Pentingnya sinergi antara riset kampus dan kebutuhan industri semakin ditekankan dalam upaya menjadikan hasil riset lebih bermanfaat dan terkomersialisasi. Eddi Danusaputro, CEO BNI Ventures dan co-founder program MIT REAP Indonesia, mengungkapkan bahwa meski banyak riset berkualitas dari kampus-kampus terkemuka seperti UGM dan ITB, banyak riset tersebut yang berakhir hanya sampai pada prototipe, tanpa dapat berkembang menjadi produk yang siap dipasarkan.
Masalah utama yang dihadapi riset di Indonesia adalah keterbatasan dana, yang seringkali hanya cukup untuk menghasilkan prototipe atau publikasi ilmiah. Eddi juga menyoroti rendahnya anggaran riset di Indonesia, yang bahkan berada di antara yang terendah di dunia, jika dibandingkan dengan negara-negara seperti China dan Korea Selatan. Selain itu, ketidaksesuaian antara riset yang dilakukan dan kebutuhan industri menjadi hambatan lain. Oleh karena itu, penting untuk memastikan adanya keselarasan antara riset dan permintaan pasar agar produk inovatif yang dihasilkan dapat dipasarkan dengan baik.
Dalam pandangan investor, bidang yang kini paling dilirik adalah deep tech. Deep tech merupakan teknologi yang berbasis riset sains mendalam dan berpotensi memberikan dampak signifikan bagi masyarakat. Eddi menilai bahwa di tengah stagnasi aplikasi digital, deep tech menjadi sektor yang menjanjikan, karena memiliki potensi disruptif yang tinggi.

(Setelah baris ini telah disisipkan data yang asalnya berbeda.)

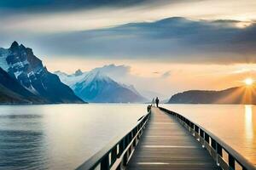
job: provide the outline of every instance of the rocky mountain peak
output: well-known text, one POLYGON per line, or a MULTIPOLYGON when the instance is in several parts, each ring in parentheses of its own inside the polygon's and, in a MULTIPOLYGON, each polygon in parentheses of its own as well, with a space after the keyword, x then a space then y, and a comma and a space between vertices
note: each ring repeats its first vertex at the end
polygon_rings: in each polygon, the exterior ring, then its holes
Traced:
POLYGON ((15 51, 15 50, 19 49, 19 43, 18 43, 16 41, 15 41, 15 42, 12 43, 11 47, 9 48, 9 49, 10 49, 11 51, 15 51))

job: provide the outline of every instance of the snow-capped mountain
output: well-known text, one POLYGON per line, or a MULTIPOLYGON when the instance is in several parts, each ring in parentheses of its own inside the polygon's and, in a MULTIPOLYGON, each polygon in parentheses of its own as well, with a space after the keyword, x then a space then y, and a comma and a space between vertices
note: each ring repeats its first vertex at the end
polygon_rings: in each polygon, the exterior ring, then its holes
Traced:
POLYGON ((79 75, 55 72, 64 83, 68 84, 81 99, 95 103, 144 102, 133 86, 118 83, 98 69, 79 75))
POLYGON ((24 88, 47 103, 83 103, 56 75, 47 71, 31 48, 17 42, 9 48, 0 48, 0 67, 24 88))

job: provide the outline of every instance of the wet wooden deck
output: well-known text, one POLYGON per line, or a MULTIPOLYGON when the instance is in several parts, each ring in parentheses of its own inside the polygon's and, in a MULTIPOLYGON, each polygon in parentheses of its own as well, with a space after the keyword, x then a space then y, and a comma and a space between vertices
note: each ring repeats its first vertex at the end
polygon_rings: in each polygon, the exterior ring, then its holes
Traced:
POLYGON ((220 169, 200 143, 172 116, 152 108, 150 120, 127 169, 220 169))

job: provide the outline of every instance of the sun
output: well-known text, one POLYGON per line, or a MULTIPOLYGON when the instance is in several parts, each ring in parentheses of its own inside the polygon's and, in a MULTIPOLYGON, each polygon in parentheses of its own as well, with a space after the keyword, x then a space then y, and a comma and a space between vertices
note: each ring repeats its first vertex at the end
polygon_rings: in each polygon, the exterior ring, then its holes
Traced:
POLYGON ((252 84, 253 84, 253 79, 252 78, 247 78, 244 80, 244 83, 247 86, 251 86, 252 84))

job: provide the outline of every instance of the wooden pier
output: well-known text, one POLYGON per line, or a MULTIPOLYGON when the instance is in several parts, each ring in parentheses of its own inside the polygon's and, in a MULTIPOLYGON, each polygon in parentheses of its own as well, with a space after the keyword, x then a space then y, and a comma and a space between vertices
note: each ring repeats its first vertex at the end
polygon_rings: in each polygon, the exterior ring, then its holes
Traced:
POLYGON ((117 137, 79 170, 256 170, 221 139, 187 117, 148 106, 125 135, 117 137))
POLYGON ((220 169, 198 141, 177 121, 158 108, 150 120, 127 169, 220 169))

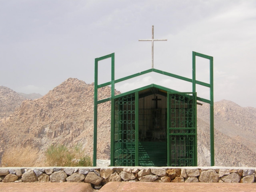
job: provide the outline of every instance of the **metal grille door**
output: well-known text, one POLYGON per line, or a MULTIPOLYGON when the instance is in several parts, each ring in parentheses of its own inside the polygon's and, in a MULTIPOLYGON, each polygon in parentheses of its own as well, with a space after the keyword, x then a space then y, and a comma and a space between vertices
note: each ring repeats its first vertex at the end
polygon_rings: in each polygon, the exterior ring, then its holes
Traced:
POLYGON ((196 166, 196 93, 168 93, 168 166, 196 166))
POLYGON ((114 166, 135 165, 135 94, 115 100, 114 166))

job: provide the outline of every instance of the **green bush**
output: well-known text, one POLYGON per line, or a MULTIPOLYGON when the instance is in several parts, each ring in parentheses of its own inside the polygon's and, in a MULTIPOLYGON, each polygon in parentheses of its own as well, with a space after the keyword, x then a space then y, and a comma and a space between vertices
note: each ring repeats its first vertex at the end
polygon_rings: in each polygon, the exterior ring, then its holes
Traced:
POLYGON ((81 145, 69 149, 64 145, 52 145, 46 152, 47 166, 58 167, 89 167, 91 158, 84 155, 81 145))

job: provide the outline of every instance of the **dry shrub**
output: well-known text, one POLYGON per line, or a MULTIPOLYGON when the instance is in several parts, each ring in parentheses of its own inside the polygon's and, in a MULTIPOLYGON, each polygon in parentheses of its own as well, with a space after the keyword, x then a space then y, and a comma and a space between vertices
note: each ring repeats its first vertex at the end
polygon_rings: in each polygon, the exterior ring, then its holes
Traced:
POLYGON ((84 155, 81 146, 68 149, 63 145, 52 145, 45 153, 47 166, 88 167, 92 165, 90 156, 84 155))
POLYGON ((3 155, 1 167, 36 167, 41 165, 37 149, 31 146, 24 148, 13 147, 6 150, 3 155))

Untuk itu, MIT REAP hadir sebagai platform yang mengintegrasikan ekosistem riset dan industri, dengan melibatkan lima pilar utama: pemerintah, modal ventura, wirausahawan, akademisi, dan industri. Melalui kolaborasi yang kuat antara pilar-pilar ini, diharapkan riset tidak hanya berhenti pada tahap pengembangan, tetapi dapat dijadikan produk yang siap dipasarkan. Eddi juga menekankan pentingnya pengembangan dana riset dari berbagai sumber, termasuk Corporate Venture Capital (CVC) dan Foreign Direct Investment (FDI), untuk mendukung ekosistem riset yang berkelanjutan.
Dengan adanya ekosistem yang terpadu dan pendanaan yang memadai, hasil riset akan lebih mudah mencapai tahap komersialisasi. Eddi pun mengusulkan pembentukan “Innovation Fund” untuk mendorong proyek-proyek deep tech menuju pasar. Dana ini dapat bersumber dari berbagai pihak, seperti angel investors, venture capital, dan perusahaan swasta. Selain itu, skema Public-Private Partnership (PPP) juga dapat menjadi alat strategis untuk menarik lebih banyak investasi.
Eddi menyambut positif langkah pemerintah yang memisahkan fungsi sains dan riset dalam kementerian sendiri serta meningkatkan kolaborasi dengan sektor swasta. Langkah ini diharapkan dapat mempercepat perkembangan ekosistem inovasi di Indonesia, sehingga riset-riset yang dihasilkan dapat membawa dampak yang lebih besar bagi perekonomian dan teknologi tanah air.